The isosceles triangle is made by cutting a square into equal halves on the diagonal. Obviously, two isosceles triangles make a square, and squares make up cubes (one of the solids).

In a scalene triangle, the diagonal is twice as long as the shortest side. Two scalene triangles set back to back create an equilateral triangle—none other than the Pythagorean
tetractus
. The faces of the tetrahedron, octahedron, and icosahedron are equilateral triangles.

Here is Plato’s explanation.

Cube: Fasten together the edges of six squares (each made by pairing two isosceles triangles). The result is a
cube
, the only regular solid that uses the isosceles triangle or square for its construction.

Pyramid or tetrahedron: Fasten together the edges of four equilateral triangles (each made by pairing two right scalene triangles). The result is a
pyramid
or
tetrahedron
.

Octahedron: Fasten together the edges of eight equilateral triangles. The result is an
octahedron
.

Icosahedron: Fasten together the edges of twenty equilateral triangles. The result is an
icosahedron
.

The Pythagoreans and Plato knew the dodecahedron, the only regular solid made of pentagons (12 of them), but Plato did not use it in his scheme.

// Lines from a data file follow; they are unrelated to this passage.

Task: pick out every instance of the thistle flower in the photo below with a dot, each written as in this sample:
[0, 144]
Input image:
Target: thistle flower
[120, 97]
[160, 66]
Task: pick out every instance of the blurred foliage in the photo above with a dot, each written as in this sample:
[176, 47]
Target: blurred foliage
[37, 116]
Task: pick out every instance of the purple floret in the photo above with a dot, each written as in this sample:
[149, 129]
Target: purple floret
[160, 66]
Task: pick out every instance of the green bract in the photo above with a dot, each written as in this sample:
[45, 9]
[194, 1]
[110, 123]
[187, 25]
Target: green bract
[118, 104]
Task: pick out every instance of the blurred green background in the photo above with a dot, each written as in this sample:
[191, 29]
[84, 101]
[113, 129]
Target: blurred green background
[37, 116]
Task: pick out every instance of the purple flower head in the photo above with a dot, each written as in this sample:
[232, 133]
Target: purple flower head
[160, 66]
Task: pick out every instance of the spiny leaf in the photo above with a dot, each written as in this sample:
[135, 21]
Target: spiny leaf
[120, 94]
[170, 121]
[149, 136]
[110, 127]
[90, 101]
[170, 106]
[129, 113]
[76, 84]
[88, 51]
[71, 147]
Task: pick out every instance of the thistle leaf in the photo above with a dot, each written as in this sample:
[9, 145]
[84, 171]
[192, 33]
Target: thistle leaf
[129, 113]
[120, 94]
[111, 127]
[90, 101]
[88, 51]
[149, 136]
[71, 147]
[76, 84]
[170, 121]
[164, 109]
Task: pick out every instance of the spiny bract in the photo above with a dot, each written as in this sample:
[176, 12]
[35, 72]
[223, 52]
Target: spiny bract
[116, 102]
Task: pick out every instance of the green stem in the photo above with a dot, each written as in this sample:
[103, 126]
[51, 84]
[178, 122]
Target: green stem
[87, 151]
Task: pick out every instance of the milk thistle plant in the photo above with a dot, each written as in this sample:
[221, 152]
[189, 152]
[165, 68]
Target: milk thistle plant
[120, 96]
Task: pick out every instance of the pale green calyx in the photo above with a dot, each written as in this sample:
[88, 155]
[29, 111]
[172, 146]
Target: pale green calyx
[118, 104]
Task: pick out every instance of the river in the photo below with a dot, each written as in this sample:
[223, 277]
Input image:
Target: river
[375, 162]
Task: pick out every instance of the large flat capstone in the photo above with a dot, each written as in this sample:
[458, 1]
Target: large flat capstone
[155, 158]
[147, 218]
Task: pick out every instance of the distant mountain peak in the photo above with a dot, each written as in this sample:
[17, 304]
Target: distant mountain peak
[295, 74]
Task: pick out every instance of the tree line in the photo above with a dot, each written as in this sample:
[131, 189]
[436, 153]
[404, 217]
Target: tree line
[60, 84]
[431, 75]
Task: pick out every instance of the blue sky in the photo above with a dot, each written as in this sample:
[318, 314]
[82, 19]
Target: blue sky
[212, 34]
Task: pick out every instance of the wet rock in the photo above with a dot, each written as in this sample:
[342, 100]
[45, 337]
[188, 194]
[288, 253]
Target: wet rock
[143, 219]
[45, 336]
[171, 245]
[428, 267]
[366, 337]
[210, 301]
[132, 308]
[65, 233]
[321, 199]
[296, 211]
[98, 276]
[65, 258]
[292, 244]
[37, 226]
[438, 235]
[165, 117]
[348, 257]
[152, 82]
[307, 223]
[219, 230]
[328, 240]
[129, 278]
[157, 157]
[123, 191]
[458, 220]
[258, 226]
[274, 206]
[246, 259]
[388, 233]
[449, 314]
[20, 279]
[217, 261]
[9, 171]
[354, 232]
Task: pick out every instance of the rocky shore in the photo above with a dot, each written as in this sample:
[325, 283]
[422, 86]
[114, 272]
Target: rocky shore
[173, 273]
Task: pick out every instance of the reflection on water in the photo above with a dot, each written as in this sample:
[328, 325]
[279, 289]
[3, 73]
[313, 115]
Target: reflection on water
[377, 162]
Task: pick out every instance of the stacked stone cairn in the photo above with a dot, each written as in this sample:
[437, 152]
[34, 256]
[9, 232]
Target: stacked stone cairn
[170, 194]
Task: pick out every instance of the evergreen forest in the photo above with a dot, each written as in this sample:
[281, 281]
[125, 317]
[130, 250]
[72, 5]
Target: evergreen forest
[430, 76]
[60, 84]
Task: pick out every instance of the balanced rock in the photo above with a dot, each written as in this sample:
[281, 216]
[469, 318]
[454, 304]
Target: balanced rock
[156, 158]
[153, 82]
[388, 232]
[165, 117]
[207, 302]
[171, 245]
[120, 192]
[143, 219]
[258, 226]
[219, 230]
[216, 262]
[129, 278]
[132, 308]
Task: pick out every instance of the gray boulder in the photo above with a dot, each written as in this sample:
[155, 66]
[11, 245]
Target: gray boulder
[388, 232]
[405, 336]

Beyond those five—cube, pyramid, octahedron, icosahedron, and dodecahedron—there are no other regular solids (polyhedrons). Try to fasten together
any other number
of
any regular figure
(polygon). You get no fit. No wonder the Pythagoreans, Plato, and later Kepler thought these solids were mysterious.

Timaeus explains to Socrates and the other characters in the dialogue that earth is made up of microscopic cubes, fire of tetrahedrons, air of octahedrons, water of icosahedrons. The pairings were based on how easily movable each solid was, how sharp, how penetrating, and on considerations of what qualities it would give an element to be made up of tiny pieces in this shape.

Timaeus pairs the fifth regular solid, the dodecahedron, with “the whole spherical heaven,” and in his
Phaedo
, Plato associated it with the spherical Earth, in spite of the fact that in his time most of the Greek world, except for the scattered Pythagorean communities, still assumed the Earth was flat. The dodecahedron comes close to actually being a
sphere. In fact, the earliest mention of a dodecahedron was in sports, with twelve pentagonal pieces of cloth sewn together and the result in-flated to create a ball. Each of the five solids fits into a sphere with each of its points touching the inner surface of the sphere, and a sphere can be fitted into each of the solids so as to touch the center of each surface, which makes sense of Philolaus’ enigmatic (and controversial) fragment: “The bodies in the sphere are five: fire, water, earth, and air, and fifthly the hull of the sphere.”

Though the triangles making up the solids in Plato’s scheme may have been the basic “alphabet” of creation, he thought they were not the fundamentals or
archai
. In the dialogue
Philebus
, Socrates says knowledge of the principles of
unlimited
and
limiting
is “a gift of the gods to human beings, tossed down from the gods by some Prometheus together with the most brilliant fire. And the ancients, our superiors who dwelt nearer to the gods, have passed this word on to us.”
3
Plato’s contemporaries and generations of later readers thought that by “some Prometheus,” he meant Pythagoras, and that “the ancients, our superiors who dwelt nearer to the gods,” were the Pythagoreans, which contributed substantially to the image of Pythagoras as a channel for superhuman knowledge and wisdom. If Plato meant that, he short-changed Anaximander, who had talked of “unlimited” and “limiting” earlier.

According to Plato, one thing that “some Prometheus” tossed down concerning the unlimited and the limiting was that “all things that are said to be are always derived from One and from Many, having Limit and Unlimitedness inherent in their nature.”
4
He explained this in unpublished lectures at his Academy that Aristotle reported firsthand.